Is this common, or at least happenned more than just to me? I am equating it with post-pardum like behavior. Also, the hospital she had it done at is 45-60 mins away, so she was told to look into support groups at closer hospitals. All the closer ones won't take you unless you had the procedure there, so now she say screw it to help.
I am just about at wits end...
i don't understand why she even had this procedure if she is not going to do what she needs to be doing. from what i understand, MOST surgeons will only reverse under extreme measures. i think things will get better, but she needs to try and pull herself up by the bootstraps and look at the big picture. YOU DID THIS TO BE HEALTHY!
she may need some anti-depressants. my doctor said that is common after WLS.
on the diet part...the milkshakes suck. i hate them too. i use this protein bullet called new-whey. it's about 42 grams of protein. they are about 3 ounces of fluid: grape, rasberry, tropical punch, orange. i put mine in a glass of water...tastes like kool aid.
good luck my friend....
Thanks for the "magic bullet" suggestion. We are lucky, the Bariatric Eating store is local to us and we can go there. She brought me last time and the women who work there gave her a good what-for. She is trying a little bit more now, but joined a support group, and they all said they don't get the reccommended protein either, so now she has back-up to feel better about not getting the nutrition.
Funny part of all this is that she has lost about 20lbs, and I have lost about 12 not having the surgery! However, now everything I do eat is being scrutinized- "Do you really need the rool with that hotdog?" "Do you need to have such a large steak?" "You can leave over a portion- it won't kill you." "Don't you want to look better too?"
Hi! I'm new to this board. I'm not a spouse but a post op.
What she is going through is not at all uncommon. She, like me, is an addict. And her drug has been taken away and she's mad, scared, sad. And you are the perfect person to blame.

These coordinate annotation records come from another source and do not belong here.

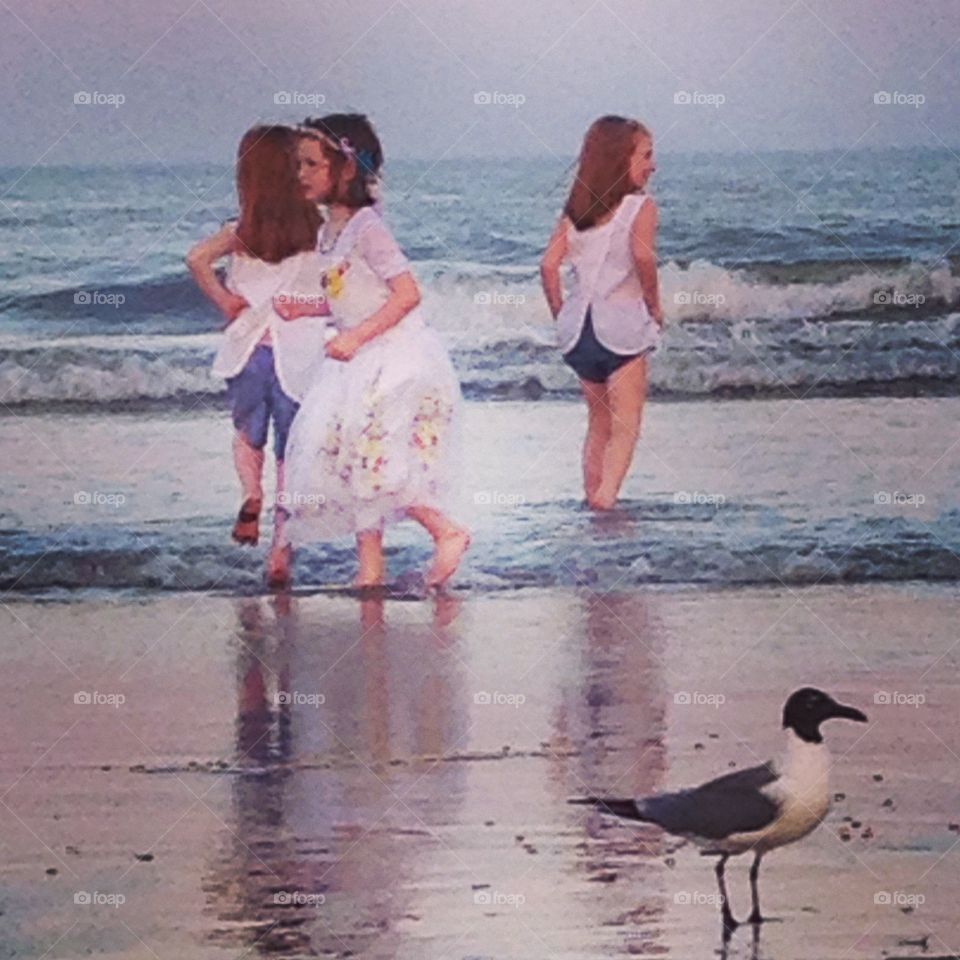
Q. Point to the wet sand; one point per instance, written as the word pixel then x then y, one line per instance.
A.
pixel 409 798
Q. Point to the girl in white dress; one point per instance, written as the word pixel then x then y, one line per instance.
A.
pixel 374 441
pixel 266 362
pixel 612 319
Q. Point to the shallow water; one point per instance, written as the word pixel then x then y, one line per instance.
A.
pixel 729 493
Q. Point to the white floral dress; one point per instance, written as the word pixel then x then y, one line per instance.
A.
pixel 376 435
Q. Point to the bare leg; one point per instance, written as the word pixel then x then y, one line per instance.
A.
pixel 248 461
pixel 370 556
pixel 281 553
pixel 626 395
pixel 598 435
pixel 755 915
pixel 450 543
pixel 728 922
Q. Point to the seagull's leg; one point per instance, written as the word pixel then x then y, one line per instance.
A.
pixel 728 922
pixel 755 916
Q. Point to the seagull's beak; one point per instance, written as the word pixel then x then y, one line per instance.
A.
pixel 842 712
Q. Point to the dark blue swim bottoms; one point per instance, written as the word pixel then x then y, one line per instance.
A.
pixel 256 398
pixel 591 360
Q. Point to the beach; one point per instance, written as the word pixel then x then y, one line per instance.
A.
pixel 313 776
pixel 195 767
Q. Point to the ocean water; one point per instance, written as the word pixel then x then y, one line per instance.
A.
pixel 811 356
pixel 783 274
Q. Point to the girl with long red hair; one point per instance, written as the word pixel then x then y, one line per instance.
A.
pixel 612 319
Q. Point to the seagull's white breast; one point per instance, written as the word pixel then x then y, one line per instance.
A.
pixel 802 792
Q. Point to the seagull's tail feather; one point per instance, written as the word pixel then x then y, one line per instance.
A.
pixel 617 807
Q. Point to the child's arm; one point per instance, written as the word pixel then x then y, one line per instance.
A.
pixel 643 246
pixel 200 261
pixel 382 254
pixel 404 296
pixel 550 266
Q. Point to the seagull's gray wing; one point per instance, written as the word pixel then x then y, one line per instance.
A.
pixel 730 804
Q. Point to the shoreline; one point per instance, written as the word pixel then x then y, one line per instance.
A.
pixel 409 797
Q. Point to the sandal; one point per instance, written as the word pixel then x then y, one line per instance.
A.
pixel 278 568
pixel 246 530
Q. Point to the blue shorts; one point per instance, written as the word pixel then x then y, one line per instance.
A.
pixel 591 360
pixel 256 398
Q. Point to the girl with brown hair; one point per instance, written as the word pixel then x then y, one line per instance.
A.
pixel 268 363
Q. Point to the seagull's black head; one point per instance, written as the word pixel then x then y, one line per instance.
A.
pixel 808 707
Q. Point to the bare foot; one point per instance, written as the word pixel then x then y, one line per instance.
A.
pixel 600 501
pixel 367 583
pixel 450 548
pixel 278 567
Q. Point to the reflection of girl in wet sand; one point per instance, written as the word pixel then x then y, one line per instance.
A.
pixel 322 832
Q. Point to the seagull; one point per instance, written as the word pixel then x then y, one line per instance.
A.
pixel 754 810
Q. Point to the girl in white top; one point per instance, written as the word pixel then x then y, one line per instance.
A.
pixel 612 319
pixel 373 442
pixel 267 363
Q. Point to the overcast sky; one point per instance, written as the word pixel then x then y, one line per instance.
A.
pixel 748 74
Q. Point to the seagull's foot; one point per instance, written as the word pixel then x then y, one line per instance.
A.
pixel 755 918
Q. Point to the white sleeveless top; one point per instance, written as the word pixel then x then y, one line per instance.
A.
pixel 298 345
pixel 606 281
pixel 357 267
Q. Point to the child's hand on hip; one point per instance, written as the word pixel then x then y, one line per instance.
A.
pixel 344 346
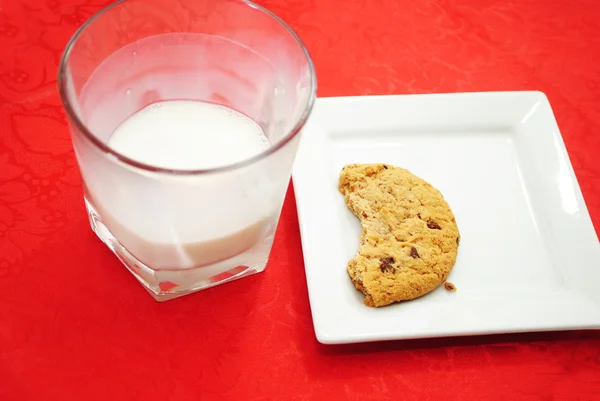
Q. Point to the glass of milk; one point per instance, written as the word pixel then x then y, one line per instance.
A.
pixel 185 118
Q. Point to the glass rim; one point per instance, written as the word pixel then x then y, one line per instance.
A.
pixel 81 126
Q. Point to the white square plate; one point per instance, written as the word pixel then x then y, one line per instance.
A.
pixel 529 258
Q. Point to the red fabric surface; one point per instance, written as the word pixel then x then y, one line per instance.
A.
pixel 75 325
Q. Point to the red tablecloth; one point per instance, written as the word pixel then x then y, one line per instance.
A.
pixel 75 325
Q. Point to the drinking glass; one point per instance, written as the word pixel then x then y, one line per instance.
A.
pixel 179 231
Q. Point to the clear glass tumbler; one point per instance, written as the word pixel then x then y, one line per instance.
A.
pixel 182 230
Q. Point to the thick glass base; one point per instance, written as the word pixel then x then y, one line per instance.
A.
pixel 166 284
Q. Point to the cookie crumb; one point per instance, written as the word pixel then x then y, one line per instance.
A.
pixel 449 286
pixel 433 225
pixel 386 264
pixel 414 253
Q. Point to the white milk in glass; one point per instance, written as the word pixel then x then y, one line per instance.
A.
pixel 185 135
pixel 171 102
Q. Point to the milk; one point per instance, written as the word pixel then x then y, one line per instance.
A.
pixel 188 135
pixel 187 221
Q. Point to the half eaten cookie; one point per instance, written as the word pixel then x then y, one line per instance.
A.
pixel 409 240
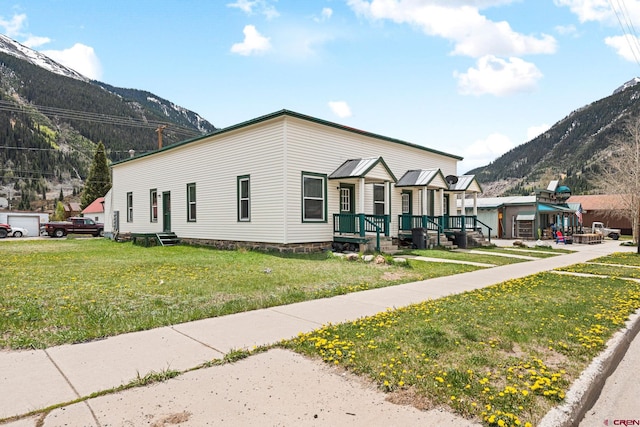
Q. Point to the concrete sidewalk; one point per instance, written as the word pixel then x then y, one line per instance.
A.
pixel 273 388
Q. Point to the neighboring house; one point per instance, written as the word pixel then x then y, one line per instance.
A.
pixel 95 210
pixel 287 181
pixel 29 220
pixel 520 217
pixel 71 209
pixel 605 208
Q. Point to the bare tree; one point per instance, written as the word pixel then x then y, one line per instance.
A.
pixel 621 172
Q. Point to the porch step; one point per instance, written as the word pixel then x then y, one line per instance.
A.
pixel 168 239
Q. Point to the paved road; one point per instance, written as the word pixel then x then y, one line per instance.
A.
pixel 273 388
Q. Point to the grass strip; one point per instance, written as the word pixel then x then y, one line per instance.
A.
pixel 63 291
pixel 503 355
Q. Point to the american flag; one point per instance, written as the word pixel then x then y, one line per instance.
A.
pixel 579 214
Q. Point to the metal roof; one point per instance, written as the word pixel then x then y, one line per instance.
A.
pixel 496 202
pixel 354 168
pixel 464 182
pixel 419 178
pixel 288 113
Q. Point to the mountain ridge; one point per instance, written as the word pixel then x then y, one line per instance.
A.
pixel 572 150
pixel 52 118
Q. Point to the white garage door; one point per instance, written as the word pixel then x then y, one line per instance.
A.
pixel 31 223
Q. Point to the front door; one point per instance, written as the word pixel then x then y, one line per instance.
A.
pixel 166 211
pixel 445 211
pixel 347 208
pixel 407 209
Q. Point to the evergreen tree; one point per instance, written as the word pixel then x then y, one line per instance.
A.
pixel 59 213
pixel 99 180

I hated the shakes too. Most are gross. But I did find a product at our local health shop. Its a 'punch' flavored liquid protein. 3 tablespoons has 45 grams of protien. I used to add it to a big glass of ice water with a pack of splenda. Now that I could do.
She definitely needs a support group. I'm four years out, and my brain still hasn't caught up with my surgery. I don't know what area you live in. But go on your state's board and see if there are some local groups not affiliated with a hospital.
Most of all, tell her you love her no matter what. Tell her her reaction is totally normal. Tell her if she hangs in there, it gets better and will change her life.
Hope some of this advice helps.
Wishing you both well,
Rachel
No doubt you ARE about at wits end. I urge you to continue your support but I would urge you to also seek professional help with a counselor for your wife's addiction and behavior change needs. I found the pre-op psych to be extremely critical in the education and behavior change aspects of success. Best of everything to you, your son and your wife.